Aggregate data for the summary layer using the Designation field
When the input layer is summarized using the Designation field, the sum, minimum, and maximum values are provided.

The following table represents how the first few fields appear when the layer is summarized using the Designation and Age Group fields. Statistics are calculated using the same methods as the previous example.

Tabular summary of the Designation and AgeGroup fields
The input layer is summarized using the Designation and Age Group fields.

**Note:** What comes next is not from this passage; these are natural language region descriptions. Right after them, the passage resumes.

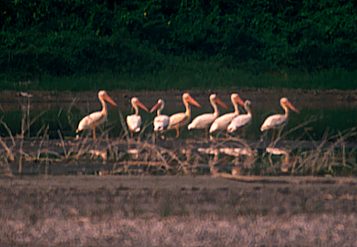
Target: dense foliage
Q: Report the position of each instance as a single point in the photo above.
(66, 37)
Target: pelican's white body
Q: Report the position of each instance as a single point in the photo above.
(161, 122)
(241, 120)
(273, 122)
(92, 120)
(222, 122)
(205, 120)
(134, 123)
(277, 120)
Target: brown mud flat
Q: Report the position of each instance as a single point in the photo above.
(262, 98)
(177, 211)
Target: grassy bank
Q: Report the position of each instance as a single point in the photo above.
(180, 73)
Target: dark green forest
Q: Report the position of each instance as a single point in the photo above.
(84, 44)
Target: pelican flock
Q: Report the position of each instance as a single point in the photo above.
(205, 120)
(229, 122)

The count statistic for strings and numeric fields counts the number of non-null values. The count of the following values equals 5: [0, 1, 10, 5, null, 6] = 5. The count of this set of values equals 3: [Primary, Primary, Secondary, null] = 3.

Parameters

The Summarize Attributes tool parameters are described below:

ParameterExplanationData type

Input layer

The point features that density is calculated for.

Features

Fields (optional)

The fields used to summarize similar features. Either a single field or multiple fields can be used. For example, if you choose a single field called PropertyType that includes values of Commercial and Residential, all residential fields are summarized together, commercial fields are summarized separately, and summary statistics are calculated for each group.

If more than one field is chosen, each unique combination of values is summarized, and summary statistics are calculated for those combinations. For example, consider a first field called PropertyType with the values of Commercial and Residential, and a second field called Occupied that includes the values Yes and No. There are four possible combinations that can be summarized; summary statistics are calculated separately for each of these four groups.

String

Summary fields (optional)

The statistics calculated for the specified fields. Available statistics vary based on whether the field is a string, numeric, or date field.

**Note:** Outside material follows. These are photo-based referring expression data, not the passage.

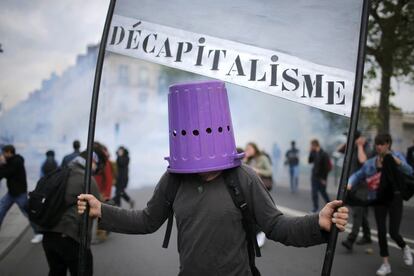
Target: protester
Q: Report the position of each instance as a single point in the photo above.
(276, 155)
(104, 178)
(203, 168)
(320, 170)
(12, 168)
(260, 163)
(122, 163)
(359, 213)
(76, 151)
(383, 169)
(292, 160)
(49, 165)
(104, 175)
(410, 155)
(61, 243)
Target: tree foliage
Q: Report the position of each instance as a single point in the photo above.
(390, 49)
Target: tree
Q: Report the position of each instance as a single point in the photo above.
(390, 49)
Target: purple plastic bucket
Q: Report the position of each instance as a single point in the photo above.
(200, 128)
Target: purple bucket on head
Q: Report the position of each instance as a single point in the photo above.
(200, 128)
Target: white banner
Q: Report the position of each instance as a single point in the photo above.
(268, 71)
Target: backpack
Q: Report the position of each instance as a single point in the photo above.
(233, 186)
(46, 203)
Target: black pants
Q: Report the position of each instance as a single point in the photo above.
(359, 216)
(394, 209)
(62, 253)
(391, 205)
(120, 193)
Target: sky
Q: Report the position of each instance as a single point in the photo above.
(41, 37)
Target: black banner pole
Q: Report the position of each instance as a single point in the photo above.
(84, 237)
(359, 75)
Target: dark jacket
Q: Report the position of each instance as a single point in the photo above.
(122, 163)
(320, 162)
(71, 220)
(48, 166)
(15, 173)
(68, 158)
(211, 237)
(410, 156)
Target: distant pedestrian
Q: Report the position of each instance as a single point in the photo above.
(104, 178)
(61, 243)
(49, 165)
(292, 160)
(76, 151)
(122, 163)
(275, 162)
(410, 156)
(319, 179)
(383, 171)
(359, 213)
(105, 175)
(260, 163)
(13, 170)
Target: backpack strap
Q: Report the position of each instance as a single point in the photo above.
(249, 223)
(174, 182)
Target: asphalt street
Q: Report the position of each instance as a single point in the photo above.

The following are available statistics types:

  • Any—A sample string taken from a field containing string values.
  • Count—Calculates the number of non-null values. It can be used on fields with numeric or string values. The count for [null, 0, 2] is 2.
  • Count Distinct—Calculates the number of distinct, non-null values. It can be used on fields with numeric or string values. The count distinct result for [null, 4, 3, 4] is 2.
  • Sum—The sum of numeric values in a field. The sum for [null, 1, 3] is 4.
  • Sum of squares—Calculates the sum of squared differences of each observation from the overall mean. The sum of squares for [null, 2.2, 3.1, 4.7] is 3.206.
  • Min—The minimum value of a numeric field. The minimum value for [0, 2, null] is 0.
  • Max—The maximum value of a numeric field. The maximum value for [0, 2, null] is 2.
  • Mean—The mean of numeric values. The mean for [0,2, null] is 1.
  • Range—The range of a numeric field. This is calculated as the minimum value subtracted from the maximum value. The range for [0, null, 1] is 1, while the range for [null, 4] is 0.
  • Variance—The variance of a numeric field in a track. The variance for [1] is null, while the variance for [null, 1,1,1] is 1.
  • Standard deviation—The standard deviation of a numeric field. The standard deviation of [1] is null, while the standard deviation for [null, 1,1,1] is 1.

String

Output table

The output of this tool is a table containing the fields provided in the Fields parameter, a count attribute of the number of features summarized by that record, and any summarized attributes as specified in the Summary fields parameter.

If a spatiotemporal feature layer is used as an output type, both a spatiotemporal feature layer and a map image layer are created. If an ArcGIS Online hosted feature layer is used as an output type, the output table is a Table (hosted).